Either there's a big announcement of some sort in next week's budget or the Department of Health just moves at a glacial pace, but this week saw the belated release of the evaluation report on the opt-out trials of the My Health Record held last year, six months after it was submitted.
Unsurprisingly, the evaluation found in favour of opt-out, as did the vast majority of consumers and healthcare providers surveyed. Many consumers also thought it should be compulsory for providers to participate in the system – which would cause a mass revolt from doctors and is never going to happen – and they seemed to display far less concern over privacy and security than the privacy crowd pontificates about.
The memorable phrase first coined by Adelaide GP Tori Wade that telehealth in Australia has “more pilots than Qantas” got a nice little workout at the Australian Telehealth Conference (ATC2017) in Melbourne this week, but while it may be in vogue for a little bit longer, the consensus seems to be that we are beginning to see the move from itty bitty pilot projects to embedding telehealth as business as usual in the provision of healthcare.

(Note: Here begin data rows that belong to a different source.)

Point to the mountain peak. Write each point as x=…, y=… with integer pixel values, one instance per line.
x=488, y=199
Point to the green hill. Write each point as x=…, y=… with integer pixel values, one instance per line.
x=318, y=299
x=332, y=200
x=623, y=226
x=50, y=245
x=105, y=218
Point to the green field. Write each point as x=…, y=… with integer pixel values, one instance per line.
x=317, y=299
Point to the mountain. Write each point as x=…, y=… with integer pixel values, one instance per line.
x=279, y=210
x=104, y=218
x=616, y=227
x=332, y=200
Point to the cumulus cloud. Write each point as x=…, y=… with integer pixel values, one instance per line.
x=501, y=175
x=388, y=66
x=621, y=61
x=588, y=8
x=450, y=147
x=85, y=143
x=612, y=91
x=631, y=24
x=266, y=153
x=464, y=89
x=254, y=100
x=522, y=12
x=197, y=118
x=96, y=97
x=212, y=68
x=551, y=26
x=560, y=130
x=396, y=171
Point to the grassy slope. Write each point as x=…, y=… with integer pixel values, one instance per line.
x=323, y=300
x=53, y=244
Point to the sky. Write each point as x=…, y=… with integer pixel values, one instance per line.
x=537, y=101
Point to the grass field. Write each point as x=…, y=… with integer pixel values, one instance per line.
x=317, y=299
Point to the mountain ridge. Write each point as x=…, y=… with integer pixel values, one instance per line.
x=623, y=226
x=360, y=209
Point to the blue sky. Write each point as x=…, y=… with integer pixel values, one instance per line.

That may not necessarily be true as yet in primary care, predominantly due to the funding model, but it is certainly beginning to be seen in secondary care, particularly for outpatients services for rural patients and but also in emergency care in regional areas where specialists are hard to come by. All states and territories are now taking telehealth seriously, even the small ones, and a lot of the thanks for that is due to a mixture of political enthusiasm for sexy tech but also the hard yards that a number of clinical groups in a number of states have done over the years.
Besides a ramble from a slightly unhinged Pulse+IT journalist last week, which turned out to be our most-read article, the big news this week was the sale of specialist software vendor Genie Solutions to a proudly ethical private equity firm. The value of the deal is confidential but we understand it is substantial and so it should be.
Founder Paul Carr and his extended family deserve all the financial benefits that come from having done the hard yards to build Genie into a popular product and a substantial Australian health IT company over the last 22 years.